In a much-anticipated move, the Reserve Bank of India (RBI) cut rates by 25 basis points (bps) in its April policy review, reducing the benchmark repo rate to 6 percent, while maintaining a neutral policy stance. This marks the second consecutive rate cut after the February policy review.
While the market did anticipate the move unlike the last policy action, however, what caught the eye was a much more bearish outlook by the central bank for FY20. We did anticipate the central bank to revise FY20 GDP growth forecast of 7.4 percent, which it revised downwards to 7.2 percent. However, it also revised lower the CPI inflation forecast for FY20 to 3.3 percent, assuming normal monsoon, along with revising the FY19 forecast, now at 3.4 percent.
Though the inflation forecast for FY20 is much lower from the February policy heads-up, however, the caveat here lies in the strengthening of the El Nino conditions. The central bank has not yet accounted for the El Nino impact on the inflation forecasts, though it did acknowledge the likelihood of it impacting the normal south-west monsoon. In case the El Nino condition strengthens further, we expect the food prices to rise by more along with unfavourable base and summer seasonality kicking in. Taking this into account along with the risks of a rise in global crude oil prices, which have risen by 27 percent year to date, and possible fiscal slippage, risks might emanate to the central bank’s inflation forecast. For now, the declining core inflation momentum and lower food prices provide comfort to the central bank’s view.

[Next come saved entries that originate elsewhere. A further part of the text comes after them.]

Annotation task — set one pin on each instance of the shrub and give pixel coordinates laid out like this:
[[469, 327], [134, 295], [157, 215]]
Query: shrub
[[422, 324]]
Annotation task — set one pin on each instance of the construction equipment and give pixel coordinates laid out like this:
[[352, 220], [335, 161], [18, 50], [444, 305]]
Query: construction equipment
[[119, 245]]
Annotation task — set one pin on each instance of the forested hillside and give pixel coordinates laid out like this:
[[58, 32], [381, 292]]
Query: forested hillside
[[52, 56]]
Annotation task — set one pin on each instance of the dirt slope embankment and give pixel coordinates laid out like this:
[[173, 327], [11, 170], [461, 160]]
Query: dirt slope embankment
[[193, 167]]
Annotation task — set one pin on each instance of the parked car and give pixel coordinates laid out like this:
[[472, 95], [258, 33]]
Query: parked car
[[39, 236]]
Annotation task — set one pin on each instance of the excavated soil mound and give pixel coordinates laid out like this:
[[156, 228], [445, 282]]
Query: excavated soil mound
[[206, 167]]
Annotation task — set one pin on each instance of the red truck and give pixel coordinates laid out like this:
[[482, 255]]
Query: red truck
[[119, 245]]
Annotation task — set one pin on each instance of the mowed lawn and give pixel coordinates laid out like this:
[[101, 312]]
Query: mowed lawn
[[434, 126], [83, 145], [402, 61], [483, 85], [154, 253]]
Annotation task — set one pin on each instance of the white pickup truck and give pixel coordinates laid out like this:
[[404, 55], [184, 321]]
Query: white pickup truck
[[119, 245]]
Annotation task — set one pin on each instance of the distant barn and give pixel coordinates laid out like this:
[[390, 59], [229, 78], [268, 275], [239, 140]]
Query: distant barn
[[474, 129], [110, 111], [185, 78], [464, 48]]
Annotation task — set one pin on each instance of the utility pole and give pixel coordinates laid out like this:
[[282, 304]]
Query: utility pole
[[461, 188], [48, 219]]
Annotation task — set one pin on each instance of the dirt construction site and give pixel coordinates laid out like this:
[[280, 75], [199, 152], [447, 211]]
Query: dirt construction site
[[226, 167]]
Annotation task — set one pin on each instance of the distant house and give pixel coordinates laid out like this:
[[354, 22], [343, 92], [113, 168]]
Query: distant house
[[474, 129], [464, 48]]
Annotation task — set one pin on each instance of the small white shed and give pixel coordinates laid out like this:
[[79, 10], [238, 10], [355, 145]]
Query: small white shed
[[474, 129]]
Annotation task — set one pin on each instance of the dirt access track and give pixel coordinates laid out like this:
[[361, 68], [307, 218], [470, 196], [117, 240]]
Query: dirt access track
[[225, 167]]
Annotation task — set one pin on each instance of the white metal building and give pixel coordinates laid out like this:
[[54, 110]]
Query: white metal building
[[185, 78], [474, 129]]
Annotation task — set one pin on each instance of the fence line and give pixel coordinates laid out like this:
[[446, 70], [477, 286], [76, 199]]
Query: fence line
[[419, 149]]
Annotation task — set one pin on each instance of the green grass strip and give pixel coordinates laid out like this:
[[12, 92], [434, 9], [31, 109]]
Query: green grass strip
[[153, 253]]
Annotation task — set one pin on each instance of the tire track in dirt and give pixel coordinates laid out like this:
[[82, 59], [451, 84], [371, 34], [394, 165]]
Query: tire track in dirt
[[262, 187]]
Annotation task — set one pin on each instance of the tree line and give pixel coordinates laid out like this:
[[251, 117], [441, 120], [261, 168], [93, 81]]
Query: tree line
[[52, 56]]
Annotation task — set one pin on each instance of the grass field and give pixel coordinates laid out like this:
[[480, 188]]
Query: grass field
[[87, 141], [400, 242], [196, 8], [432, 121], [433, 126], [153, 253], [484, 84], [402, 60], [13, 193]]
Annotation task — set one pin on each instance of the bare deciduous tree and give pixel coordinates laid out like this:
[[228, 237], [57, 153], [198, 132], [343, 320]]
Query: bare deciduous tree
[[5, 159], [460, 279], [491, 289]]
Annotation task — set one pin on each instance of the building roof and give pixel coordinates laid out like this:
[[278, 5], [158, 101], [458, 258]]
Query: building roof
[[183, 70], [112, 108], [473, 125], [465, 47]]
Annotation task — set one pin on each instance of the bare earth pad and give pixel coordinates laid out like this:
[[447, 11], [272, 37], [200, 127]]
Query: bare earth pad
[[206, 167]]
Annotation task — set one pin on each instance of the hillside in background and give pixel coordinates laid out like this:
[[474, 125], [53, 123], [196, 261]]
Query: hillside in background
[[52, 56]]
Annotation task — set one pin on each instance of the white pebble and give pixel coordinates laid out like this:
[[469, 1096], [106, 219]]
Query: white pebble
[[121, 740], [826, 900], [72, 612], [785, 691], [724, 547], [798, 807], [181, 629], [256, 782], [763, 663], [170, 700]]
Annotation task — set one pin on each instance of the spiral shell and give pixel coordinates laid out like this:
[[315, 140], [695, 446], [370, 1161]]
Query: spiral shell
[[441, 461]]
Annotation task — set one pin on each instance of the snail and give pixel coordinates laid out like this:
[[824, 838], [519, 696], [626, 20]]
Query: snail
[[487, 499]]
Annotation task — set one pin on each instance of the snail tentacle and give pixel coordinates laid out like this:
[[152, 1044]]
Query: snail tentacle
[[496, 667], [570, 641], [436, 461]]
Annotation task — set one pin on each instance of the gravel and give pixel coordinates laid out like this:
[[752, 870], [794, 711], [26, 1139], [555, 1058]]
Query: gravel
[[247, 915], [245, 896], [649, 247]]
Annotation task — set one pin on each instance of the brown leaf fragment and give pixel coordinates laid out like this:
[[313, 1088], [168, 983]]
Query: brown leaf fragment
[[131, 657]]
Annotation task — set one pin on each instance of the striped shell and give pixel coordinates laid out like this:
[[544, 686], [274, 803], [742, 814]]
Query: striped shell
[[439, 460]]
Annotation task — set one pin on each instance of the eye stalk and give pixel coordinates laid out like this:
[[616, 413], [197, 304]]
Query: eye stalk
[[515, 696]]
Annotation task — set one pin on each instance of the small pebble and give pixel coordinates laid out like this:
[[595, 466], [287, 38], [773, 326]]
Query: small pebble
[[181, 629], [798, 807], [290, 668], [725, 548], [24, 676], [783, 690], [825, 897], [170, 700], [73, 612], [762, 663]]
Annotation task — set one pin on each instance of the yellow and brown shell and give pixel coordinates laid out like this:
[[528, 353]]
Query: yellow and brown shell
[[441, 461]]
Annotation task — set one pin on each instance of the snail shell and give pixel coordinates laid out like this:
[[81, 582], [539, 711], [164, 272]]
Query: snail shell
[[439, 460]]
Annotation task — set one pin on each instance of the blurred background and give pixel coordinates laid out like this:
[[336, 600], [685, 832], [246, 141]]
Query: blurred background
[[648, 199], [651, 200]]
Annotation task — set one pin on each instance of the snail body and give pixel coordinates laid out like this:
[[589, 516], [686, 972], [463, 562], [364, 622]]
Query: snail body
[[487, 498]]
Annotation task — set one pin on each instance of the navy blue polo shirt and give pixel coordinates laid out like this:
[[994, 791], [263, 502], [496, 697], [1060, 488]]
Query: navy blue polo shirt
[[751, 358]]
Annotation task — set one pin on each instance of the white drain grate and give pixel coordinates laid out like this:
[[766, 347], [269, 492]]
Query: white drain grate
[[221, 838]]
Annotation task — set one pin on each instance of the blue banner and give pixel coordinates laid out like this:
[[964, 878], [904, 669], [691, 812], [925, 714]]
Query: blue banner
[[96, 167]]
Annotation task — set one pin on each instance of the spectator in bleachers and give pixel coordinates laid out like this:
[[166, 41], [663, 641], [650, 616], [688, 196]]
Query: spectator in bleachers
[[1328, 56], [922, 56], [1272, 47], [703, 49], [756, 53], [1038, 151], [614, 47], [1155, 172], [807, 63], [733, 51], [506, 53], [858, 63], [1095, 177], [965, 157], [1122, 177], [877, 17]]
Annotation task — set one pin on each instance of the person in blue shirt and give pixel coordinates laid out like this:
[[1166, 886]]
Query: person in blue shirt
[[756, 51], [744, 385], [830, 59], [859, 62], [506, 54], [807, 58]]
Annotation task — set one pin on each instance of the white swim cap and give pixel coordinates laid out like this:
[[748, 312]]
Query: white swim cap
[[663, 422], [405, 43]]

On the growth front, weakening rural and urban demand, negative output gap, moderation in industrial production and core industries index, and lowering of capital goods imports suggests increasing growth headwinds. This clubbed with external demand uncertainty amidst lingering trade tensions and geopolitical concerns make a good case for monetary policy easing. Globally, major central banks have already adopted a dovish outlook which further necessitated such a move.
Amidst a low inflation-low growth environment, a 25 bps rate cut looked warranted. Any further moderation in growth or inflation would be suggestive of another rate cut in either Jun-19 or Aug-19 policy review.
Together with monetary easing, RBI’s increased focus on liquidity transmission is a welcome move. In this regard, the central bank’s move to reckon an additional 2 percent of g-secs within the mandatory SLR requirement as FALLCR (Facility to Avail Liquidity for Liquidity Coverage Ratio) for the purpose of computing LCR (in a phased manner) will not only enable effective management of liquidity by bank balance sheets, but it would also raise potential lending capability of banks, thereby supporting the flow of funds to the economy.